Sister Sylvester's "They Are Gone But Here Must I Remain." Photo by Maria Baranova
Sister Sylvester’s “They Are Gone But Here Must I Remain.” Photo by Maria Baranova

Under the Radar and PS122’s COIL Festival have announced their line-ups for the 2016 festival season, and they come with pleasant surprises. First of all, I can’t help but plug the work I am myself involved in: Sister Sylvester is reprising They Are Gone But Here I Must I Remain as part of UTR’s Incoming! series. We’re pretty stoked about it. We go up on Saturdays January 9 & 16. It’s very exciting and we’re ecstatic to be part of the same festival as Toshiki Okada, whose God Bless Baseball is presented at the Japan Society as part of UTR. Kathryn Hamilton and I actually met at an afterparty back in January back in 2012 talking about Okada and how much we loved his work. I maintain he’s one of the most interesting theater artists working today, and worth checking out.

UTR also features a couple shows from local New Yorkers I’m excited about. Ever since I caught 600 Highwaymen’s This Great Land a couple years ago at the Fusebox Festival in Austin, I’ve been captivated by Abigail Browde and Michael Silverstone’s work. I actually missed Employee of the Year when they first brought it to NYC in October 2014 as part of FIAF’s Crossing the Line Festival, and I’m glad to have the chance to rectify that omission. Then there’s Royal Osiris Karaoke Ensemble. Last year my buddies Tei Blow and Sean McElroy blew everyone away with their presentation of an excerpt of their latest, The Art of Luv (Part 1) as part of Incoming. I’ve followed the company since their earliest work, and suggested them to everyone I could, but even I undersold them. The piece is a shocking and uncomfortable enactment of identity…I’ll leave it that vague. Don’t miss it when they bring the full-scale work this year.

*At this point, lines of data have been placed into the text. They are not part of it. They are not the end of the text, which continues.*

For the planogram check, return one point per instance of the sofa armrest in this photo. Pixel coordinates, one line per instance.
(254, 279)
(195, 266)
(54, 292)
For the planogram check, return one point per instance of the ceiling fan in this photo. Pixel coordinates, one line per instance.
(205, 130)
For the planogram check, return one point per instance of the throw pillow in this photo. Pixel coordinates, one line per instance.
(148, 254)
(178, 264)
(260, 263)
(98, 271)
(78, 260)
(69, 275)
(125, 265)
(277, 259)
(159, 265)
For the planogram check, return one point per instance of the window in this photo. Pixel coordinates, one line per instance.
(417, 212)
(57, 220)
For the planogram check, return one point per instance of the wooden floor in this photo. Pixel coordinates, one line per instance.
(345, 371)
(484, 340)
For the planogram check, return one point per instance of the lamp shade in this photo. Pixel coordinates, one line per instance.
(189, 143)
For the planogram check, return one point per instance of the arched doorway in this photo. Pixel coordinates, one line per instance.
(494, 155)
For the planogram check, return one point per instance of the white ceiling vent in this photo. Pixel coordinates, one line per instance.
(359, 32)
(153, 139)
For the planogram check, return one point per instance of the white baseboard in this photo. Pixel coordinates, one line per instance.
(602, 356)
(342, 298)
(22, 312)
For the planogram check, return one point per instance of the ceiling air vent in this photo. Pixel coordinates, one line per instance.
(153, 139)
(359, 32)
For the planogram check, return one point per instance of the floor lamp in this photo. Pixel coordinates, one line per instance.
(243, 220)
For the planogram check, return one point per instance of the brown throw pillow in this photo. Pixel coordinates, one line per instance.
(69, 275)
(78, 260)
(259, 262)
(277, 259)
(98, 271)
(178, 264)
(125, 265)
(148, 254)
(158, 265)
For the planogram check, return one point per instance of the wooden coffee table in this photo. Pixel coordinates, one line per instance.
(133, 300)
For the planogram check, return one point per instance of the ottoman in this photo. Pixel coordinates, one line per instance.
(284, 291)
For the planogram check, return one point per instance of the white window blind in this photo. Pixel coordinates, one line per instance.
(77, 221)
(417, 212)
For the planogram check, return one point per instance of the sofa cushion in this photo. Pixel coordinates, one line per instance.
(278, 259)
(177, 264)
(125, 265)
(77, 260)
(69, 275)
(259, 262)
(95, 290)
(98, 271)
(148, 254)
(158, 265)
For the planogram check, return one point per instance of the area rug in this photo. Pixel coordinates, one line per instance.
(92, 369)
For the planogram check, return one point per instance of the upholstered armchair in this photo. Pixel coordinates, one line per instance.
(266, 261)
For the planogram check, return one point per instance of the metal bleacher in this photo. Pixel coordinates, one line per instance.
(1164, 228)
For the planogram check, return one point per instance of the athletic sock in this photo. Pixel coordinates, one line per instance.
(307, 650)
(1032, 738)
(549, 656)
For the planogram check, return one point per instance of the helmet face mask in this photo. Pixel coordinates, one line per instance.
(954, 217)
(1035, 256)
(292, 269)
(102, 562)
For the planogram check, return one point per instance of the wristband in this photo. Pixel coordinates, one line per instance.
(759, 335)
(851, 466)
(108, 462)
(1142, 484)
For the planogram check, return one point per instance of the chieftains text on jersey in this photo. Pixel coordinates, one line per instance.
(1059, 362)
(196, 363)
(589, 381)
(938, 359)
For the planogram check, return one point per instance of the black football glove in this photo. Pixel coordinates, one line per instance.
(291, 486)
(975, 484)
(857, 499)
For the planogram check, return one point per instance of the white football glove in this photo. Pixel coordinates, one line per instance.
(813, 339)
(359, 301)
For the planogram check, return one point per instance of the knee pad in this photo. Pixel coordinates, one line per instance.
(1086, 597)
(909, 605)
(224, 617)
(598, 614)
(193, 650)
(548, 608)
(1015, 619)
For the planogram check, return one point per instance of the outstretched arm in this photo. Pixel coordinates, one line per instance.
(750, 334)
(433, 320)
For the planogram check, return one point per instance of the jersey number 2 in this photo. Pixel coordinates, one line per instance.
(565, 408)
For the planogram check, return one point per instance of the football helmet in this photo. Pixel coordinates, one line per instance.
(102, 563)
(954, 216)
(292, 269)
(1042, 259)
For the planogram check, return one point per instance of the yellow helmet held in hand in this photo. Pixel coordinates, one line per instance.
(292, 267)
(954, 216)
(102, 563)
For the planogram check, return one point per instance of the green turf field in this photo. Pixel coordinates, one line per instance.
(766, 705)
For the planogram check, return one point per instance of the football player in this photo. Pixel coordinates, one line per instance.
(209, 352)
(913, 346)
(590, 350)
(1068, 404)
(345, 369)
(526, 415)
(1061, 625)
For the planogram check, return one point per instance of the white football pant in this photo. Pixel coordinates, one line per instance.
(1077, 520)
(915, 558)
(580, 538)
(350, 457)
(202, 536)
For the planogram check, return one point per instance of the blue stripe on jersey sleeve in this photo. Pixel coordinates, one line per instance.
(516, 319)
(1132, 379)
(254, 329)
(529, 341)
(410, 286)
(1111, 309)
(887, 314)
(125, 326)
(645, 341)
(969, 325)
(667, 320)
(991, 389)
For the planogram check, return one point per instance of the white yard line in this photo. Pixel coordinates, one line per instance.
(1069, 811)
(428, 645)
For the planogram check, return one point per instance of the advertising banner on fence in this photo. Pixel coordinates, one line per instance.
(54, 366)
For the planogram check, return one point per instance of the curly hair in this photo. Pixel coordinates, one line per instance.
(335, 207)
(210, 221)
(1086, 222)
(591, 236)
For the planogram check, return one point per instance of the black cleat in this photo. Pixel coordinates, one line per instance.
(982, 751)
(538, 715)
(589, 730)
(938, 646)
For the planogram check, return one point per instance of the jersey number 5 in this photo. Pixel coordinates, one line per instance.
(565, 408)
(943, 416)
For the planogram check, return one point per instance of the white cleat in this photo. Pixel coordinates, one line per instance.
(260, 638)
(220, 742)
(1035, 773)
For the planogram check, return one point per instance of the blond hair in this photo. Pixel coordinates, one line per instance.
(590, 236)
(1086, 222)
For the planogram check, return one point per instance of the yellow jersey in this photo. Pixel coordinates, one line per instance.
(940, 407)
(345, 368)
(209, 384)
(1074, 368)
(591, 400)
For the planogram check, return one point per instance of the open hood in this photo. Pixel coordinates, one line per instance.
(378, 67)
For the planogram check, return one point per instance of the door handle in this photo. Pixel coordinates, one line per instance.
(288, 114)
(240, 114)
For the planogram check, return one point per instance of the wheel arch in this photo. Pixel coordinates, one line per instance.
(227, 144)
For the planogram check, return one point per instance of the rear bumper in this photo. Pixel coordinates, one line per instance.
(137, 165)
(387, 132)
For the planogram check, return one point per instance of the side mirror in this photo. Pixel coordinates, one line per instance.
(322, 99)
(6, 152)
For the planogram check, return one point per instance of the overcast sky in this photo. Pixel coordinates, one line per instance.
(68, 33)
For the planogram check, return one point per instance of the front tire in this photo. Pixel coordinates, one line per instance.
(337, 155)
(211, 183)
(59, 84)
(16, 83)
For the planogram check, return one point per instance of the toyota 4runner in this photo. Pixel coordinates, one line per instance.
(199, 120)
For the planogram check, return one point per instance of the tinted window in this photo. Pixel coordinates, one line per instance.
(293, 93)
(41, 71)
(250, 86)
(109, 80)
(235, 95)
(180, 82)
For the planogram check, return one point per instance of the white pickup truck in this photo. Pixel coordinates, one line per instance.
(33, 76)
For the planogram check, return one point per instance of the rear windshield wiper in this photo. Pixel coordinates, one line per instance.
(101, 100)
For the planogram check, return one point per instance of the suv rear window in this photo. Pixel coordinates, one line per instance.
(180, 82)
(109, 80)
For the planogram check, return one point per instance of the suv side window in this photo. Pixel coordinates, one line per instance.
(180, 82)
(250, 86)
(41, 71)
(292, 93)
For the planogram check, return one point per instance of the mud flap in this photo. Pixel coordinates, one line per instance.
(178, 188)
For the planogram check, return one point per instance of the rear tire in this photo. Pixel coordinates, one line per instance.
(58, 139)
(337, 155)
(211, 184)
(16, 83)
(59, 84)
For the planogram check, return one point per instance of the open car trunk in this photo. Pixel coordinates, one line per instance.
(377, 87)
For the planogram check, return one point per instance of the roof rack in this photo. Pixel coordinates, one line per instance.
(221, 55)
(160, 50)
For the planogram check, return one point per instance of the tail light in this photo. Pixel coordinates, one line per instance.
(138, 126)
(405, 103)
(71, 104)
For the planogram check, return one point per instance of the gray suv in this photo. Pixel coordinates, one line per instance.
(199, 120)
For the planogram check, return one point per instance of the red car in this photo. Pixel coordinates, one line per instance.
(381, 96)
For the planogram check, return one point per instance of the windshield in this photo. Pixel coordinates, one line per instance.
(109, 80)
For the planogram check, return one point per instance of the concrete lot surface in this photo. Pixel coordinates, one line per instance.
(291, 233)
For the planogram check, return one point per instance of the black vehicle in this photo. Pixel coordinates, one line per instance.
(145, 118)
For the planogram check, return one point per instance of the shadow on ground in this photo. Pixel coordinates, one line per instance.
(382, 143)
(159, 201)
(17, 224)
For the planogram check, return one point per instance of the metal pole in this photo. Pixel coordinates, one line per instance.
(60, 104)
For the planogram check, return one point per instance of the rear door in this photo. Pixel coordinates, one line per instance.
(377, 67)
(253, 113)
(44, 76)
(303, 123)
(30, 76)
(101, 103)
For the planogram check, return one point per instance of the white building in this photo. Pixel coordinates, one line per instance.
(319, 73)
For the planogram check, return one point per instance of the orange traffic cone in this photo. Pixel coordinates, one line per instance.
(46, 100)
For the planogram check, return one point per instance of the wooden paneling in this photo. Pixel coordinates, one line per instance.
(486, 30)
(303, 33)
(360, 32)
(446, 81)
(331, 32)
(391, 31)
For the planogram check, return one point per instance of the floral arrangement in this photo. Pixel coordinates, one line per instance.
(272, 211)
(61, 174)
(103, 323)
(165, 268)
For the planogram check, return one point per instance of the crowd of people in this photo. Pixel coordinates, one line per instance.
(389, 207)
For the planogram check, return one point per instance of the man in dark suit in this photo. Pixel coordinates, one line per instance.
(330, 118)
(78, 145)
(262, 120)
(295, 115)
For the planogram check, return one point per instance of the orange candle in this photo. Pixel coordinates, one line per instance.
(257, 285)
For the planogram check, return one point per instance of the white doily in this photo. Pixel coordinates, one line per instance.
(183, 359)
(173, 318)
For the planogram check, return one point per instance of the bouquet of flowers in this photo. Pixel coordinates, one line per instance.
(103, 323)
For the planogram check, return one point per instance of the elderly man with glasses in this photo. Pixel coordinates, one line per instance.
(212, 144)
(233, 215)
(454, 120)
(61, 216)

Then there’s PS122’s COIL. 2016 will be the last year PS122 is homeless, so it’ll be interesting to see how COIL evolves once they have a home to program year-round again. For the time being it remains their premier showcase of new work. I want to call out first and foremost Michael Klien’s Excavation Site: Martha Graham U.S.A. I’ve been in an ongoing dialogue with Klien and his frequent dramaturgical collaborator Steve Valk for several years, since I saw the criminally under-appreciated Choreography for Blackboards at COIL in 2012. This is going to be an exciting piece, in collaboration with a forward-thinking Martha Graham Company. Otherwise, both niv Acosta and Kaneza Schaal (the latter seen recently in ERS’s Fondly, Collette Richland) are fantastic artists in rather different veins. findlay//sandsmark return with a new work, and Annie Dorsen brings her latest algorithmic theater piece, Yesterday Tomorrow. All are highly recommended.